A correspondent (whose signature, “Lang Bemis,” is more or less familiar to the public) contributes the following:
As I passed along by one of those monster American tea stores in New York, I found a Chinaman sitting before it acting in the capacity of a sign. Everybody that passed by gave him a steady stare as long as their heads would twist over their shoulders without dislocating their necks, and a large group had stopped to stare deliberately.

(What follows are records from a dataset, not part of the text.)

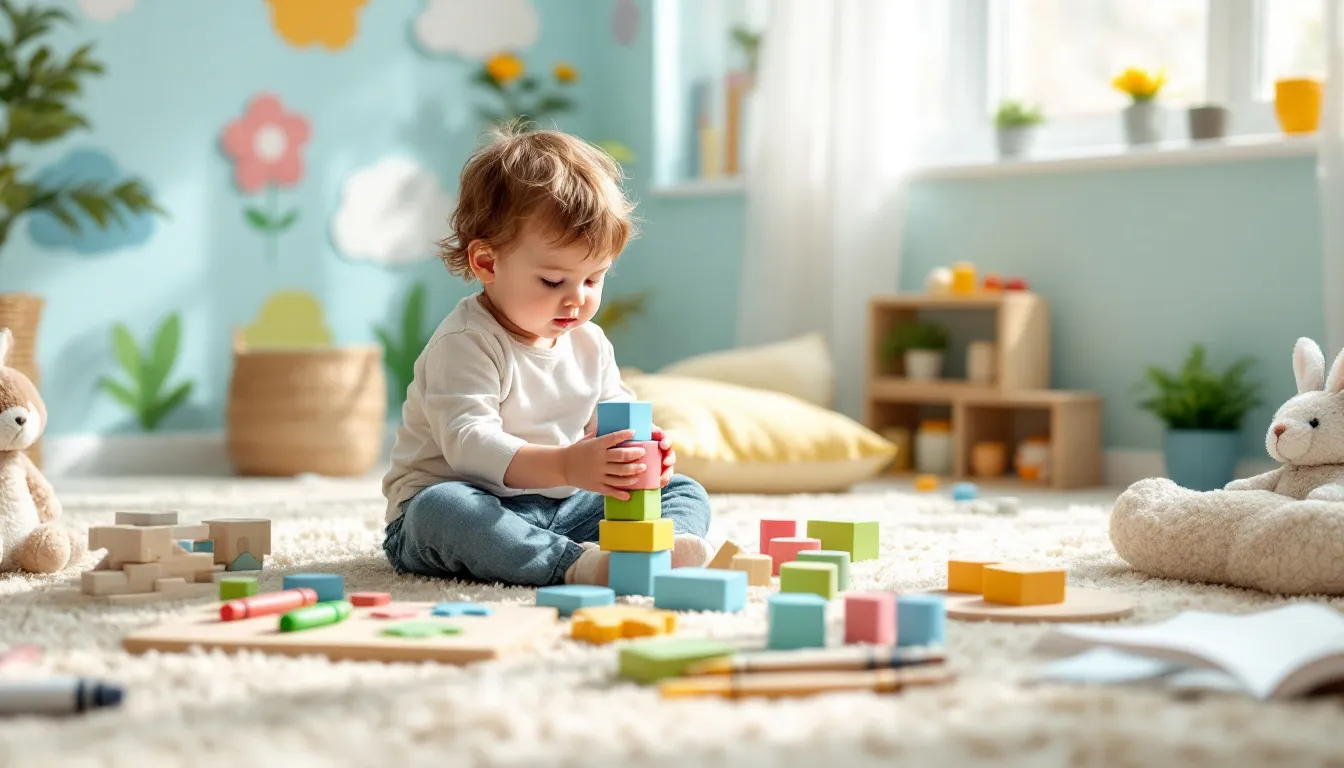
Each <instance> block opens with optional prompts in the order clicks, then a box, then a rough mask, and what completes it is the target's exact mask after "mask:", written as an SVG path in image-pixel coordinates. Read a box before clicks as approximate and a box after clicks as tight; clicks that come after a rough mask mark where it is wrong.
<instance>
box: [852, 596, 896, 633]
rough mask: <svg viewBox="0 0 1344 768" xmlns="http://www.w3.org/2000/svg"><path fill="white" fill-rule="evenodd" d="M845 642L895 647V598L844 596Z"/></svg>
mask: <svg viewBox="0 0 1344 768" xmlns="http://www.w3.org/2000/svg"><path fill="white" fill-rule="evenodd" d="M844 642H845V643H872V644H875V646H895V644H896V594H895V593H894V592H851V593H849V594H845V596H844Z"/></svg>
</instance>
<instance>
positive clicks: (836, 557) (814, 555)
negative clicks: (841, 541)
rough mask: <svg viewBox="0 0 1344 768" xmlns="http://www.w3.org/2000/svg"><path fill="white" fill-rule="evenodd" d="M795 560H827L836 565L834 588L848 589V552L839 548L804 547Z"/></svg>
mask: <svg viewBox="0 0 1344 768" xmlns="http://www.w3.org/2000/svg"><path fill="white" fill-rule="evenodd" d="M794 561H796V562H829V564H831V565H833V566H836V589H839V590H840V592H844V590H845V589H849V553H847V551H844V550H839V549H805V550H802V551H800V553H798V557H797V558H796V560H794Z"/></svg>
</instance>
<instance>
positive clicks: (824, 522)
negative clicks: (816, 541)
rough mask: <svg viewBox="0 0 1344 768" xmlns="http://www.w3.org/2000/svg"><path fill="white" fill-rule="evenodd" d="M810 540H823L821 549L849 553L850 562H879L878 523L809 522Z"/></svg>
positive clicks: (852, 521)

Is it not a shame that we who prate so much about civilization and humanity are content to degrade a fellow-being to such an office as this? Is it not time for reflection when we find ourselves willing to see in such a being, in such a situation, matter merely for frivolous curiosity instead of regret and grave reflection? Here was a poor creature whom hard fortune had exiled from his natural home beyond the seas, and whose troubles ought to have touched these idle strangers that thronged about him; but did it? Apparently not. Men calling themselves the superior race, the race of culture and of gentle blood, scanned his quaint Chinese hat, with peaked roof and ball on top; and his long queue dangling down his back; his short silken blouse, curiously frogged and figured (and, like the rest of his raiment, rusty, dilapidated, and awkwardly put on); his blue cotton, tight-legged pants tied close around the ankles, and his clumsy, blunt-toed shoes with thick cork soles; and having so scanned him from head to foot, cracked some unseemly joke about his outlandish attire or his melancholy face, and passed on. In my heart I pitied the friendless Mongol. I wondered what was passing behind his sad face, and what distant scene his vacant eye was dreaming of. Were his thoughts with his heart, ten thousand miles away, beyond the billowy wastes of the Pacific? among the rice-fields and the plumy palms of China? under the shadows of remembered mountain-peaks, or in groves of bloomy shrubs and strange forest trees unknown to climes like ours? and now and then, rippling among his visions and his dreams did he hear familiar laughter and half-forgotten voices, and did he catch fitful glimpses of the friendly faces of a by-gone time? A cruel fate it is, I said, that is befallen this bronzed wanderer; a cheerless destiny enough. In order that the group of idlers might be touched at least by the words of the poor fellow, since the appeal of his pauper dress and his dreary exile was lost upon them, I touched him on the shoulder and said:
“Cheer up — don’t be down-hearted. It is not America that treats you in this way — it is merely one citizen, whose greed of gain has eaten the humanity out of his heart. America has a broader hospitality for the exiled and oppressed. America and Americans are always ready to help the unfortunate. Money shall be raised — you shall go back to China –you shall see your friends again. What wages do they pay you here?”
“Divil a cint but four dollars a week and find meself; but it’s aisy, barrin’ the bloody furrin clothes that’s so expinsive.”
The exile remains at his post. The New York tea merchants who need picturesque signs are not likely to run out of Chinamen.